Limitations & Future Work

  • Fine-grained synchronization between video motion and audio rhythm remains imperfect, with occasional desynchronization.
  • Control granularity is limited to the clip level; frame-level or emotion-level editing is not supported.
  • Although RQVAE achieves high cosine similarity in reconstruction, the effect of information loss may be amplified in downstream tasks.
  • Evaluation relies on GPT-4o as a judge (VSC, SQ metrics), introducing potential assessment bias.
  • VC-LLM also employs MLLMs for advertisement video generation but relies on multi-resolution spatiotemporal reasoning.
  • MGSV is the only baseline with audio matching capability.

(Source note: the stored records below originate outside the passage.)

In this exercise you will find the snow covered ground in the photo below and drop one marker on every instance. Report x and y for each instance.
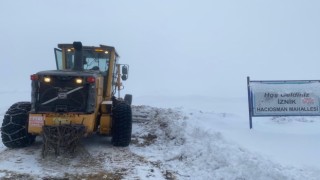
(188, 137)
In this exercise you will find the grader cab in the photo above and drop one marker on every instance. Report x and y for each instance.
(80, 98)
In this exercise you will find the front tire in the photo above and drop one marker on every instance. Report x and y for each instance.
(121, 125)
(14, 130)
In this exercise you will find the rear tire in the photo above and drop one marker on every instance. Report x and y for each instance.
(14, 130)
(121, 125)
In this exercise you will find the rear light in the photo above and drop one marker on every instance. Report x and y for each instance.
(78, 80)
(34, 77)
(91, 79)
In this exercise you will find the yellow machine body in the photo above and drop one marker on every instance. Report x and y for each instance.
(100, 120)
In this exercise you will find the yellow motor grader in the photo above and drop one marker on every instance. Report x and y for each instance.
(77, 99)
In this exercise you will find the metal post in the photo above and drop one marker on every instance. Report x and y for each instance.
(249, 102)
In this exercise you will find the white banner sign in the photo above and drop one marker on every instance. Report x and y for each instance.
(285, 98)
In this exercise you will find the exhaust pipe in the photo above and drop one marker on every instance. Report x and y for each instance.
(78, 62)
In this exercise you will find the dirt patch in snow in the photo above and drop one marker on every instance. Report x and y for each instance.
(166, 144)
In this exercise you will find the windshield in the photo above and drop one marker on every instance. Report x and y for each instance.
(92, 60)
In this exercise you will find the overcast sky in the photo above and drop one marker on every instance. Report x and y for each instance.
(173, 47)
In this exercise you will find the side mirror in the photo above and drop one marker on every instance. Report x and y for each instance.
(124, 70)
(124, 77)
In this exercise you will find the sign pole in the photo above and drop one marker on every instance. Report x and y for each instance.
(249, 102)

  • Compared to "any-modality" LLMs such as NExT-GPT, AutoCut is more focused on the practical constraints of editing scenarios.

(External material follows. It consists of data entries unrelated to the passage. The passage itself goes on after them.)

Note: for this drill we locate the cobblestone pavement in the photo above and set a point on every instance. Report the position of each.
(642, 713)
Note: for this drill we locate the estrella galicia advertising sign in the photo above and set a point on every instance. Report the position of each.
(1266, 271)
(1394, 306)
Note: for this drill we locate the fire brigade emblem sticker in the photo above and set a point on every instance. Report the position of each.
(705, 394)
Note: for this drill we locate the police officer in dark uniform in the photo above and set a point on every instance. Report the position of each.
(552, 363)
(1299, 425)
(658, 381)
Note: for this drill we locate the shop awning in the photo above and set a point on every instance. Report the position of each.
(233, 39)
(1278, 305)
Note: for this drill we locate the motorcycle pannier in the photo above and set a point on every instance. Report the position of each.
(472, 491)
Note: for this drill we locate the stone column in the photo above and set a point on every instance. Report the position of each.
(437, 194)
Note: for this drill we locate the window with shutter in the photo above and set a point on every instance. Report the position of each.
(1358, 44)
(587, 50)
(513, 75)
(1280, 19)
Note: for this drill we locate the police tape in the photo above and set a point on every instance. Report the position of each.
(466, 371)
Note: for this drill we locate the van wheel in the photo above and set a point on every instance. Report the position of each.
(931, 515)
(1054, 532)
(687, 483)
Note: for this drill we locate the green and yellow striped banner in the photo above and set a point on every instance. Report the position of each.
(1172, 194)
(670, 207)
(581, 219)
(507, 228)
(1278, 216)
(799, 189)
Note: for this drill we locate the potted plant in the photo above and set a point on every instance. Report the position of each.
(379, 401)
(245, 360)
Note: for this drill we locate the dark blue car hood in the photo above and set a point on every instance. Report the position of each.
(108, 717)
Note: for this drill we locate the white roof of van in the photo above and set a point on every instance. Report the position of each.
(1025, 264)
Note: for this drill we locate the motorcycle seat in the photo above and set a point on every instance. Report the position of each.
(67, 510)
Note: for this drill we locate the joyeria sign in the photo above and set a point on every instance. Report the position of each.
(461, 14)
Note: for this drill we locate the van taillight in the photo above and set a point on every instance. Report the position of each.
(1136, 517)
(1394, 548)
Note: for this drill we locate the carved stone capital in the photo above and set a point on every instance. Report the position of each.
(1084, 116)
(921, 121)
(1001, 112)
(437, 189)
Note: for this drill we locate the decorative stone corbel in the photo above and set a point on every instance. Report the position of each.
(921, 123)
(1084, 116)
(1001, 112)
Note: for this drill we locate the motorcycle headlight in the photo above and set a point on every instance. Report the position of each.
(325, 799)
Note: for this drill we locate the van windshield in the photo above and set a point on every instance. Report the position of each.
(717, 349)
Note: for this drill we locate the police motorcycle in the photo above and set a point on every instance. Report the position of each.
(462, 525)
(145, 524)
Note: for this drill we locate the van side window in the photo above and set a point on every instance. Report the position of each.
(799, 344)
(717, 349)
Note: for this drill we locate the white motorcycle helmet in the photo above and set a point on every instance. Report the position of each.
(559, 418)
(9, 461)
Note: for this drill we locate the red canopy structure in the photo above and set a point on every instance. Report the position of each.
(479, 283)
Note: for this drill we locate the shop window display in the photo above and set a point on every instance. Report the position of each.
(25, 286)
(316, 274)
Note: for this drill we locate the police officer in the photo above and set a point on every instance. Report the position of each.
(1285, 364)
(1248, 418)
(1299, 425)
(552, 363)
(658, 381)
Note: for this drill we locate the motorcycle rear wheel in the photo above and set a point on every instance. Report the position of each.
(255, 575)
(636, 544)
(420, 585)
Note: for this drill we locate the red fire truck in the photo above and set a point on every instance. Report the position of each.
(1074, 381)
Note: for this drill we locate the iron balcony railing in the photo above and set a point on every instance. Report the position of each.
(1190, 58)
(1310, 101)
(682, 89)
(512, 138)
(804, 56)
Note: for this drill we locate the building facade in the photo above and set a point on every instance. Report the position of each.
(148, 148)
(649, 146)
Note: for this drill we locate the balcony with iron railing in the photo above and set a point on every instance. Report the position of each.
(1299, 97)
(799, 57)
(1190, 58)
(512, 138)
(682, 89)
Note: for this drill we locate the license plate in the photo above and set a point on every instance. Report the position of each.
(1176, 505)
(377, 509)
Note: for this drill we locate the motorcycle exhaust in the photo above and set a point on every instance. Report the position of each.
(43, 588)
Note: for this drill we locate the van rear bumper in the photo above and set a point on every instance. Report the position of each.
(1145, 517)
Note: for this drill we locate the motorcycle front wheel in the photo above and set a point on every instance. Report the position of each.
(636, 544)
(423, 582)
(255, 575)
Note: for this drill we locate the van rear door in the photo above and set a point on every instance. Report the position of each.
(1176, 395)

  • The discretization + retrieval paradigm is generalizable to other video creation contexts (short dramas, vlogs, etc.).

Rating

  • Novelty: ⭐⭐⭐⭐ The unified multimodal discretization framework is a novel approach to advertisement editing, though the core components are relatively mature.
  • Experimental Thoroughness: ⭐⭐⭐⭐ Automatic metrics + human evaluation + ablation study, though the test set comprises only 364 videos.
  • Writing Quality: ⭐⭐⭐⭐ The framework is described clearly, but definitions of evaluation metrics are somewhat scattered.
  • Value: ⭐⭐⭐⭐ The work has direct practical value for automated advertisement video production, with a significant cost advantage.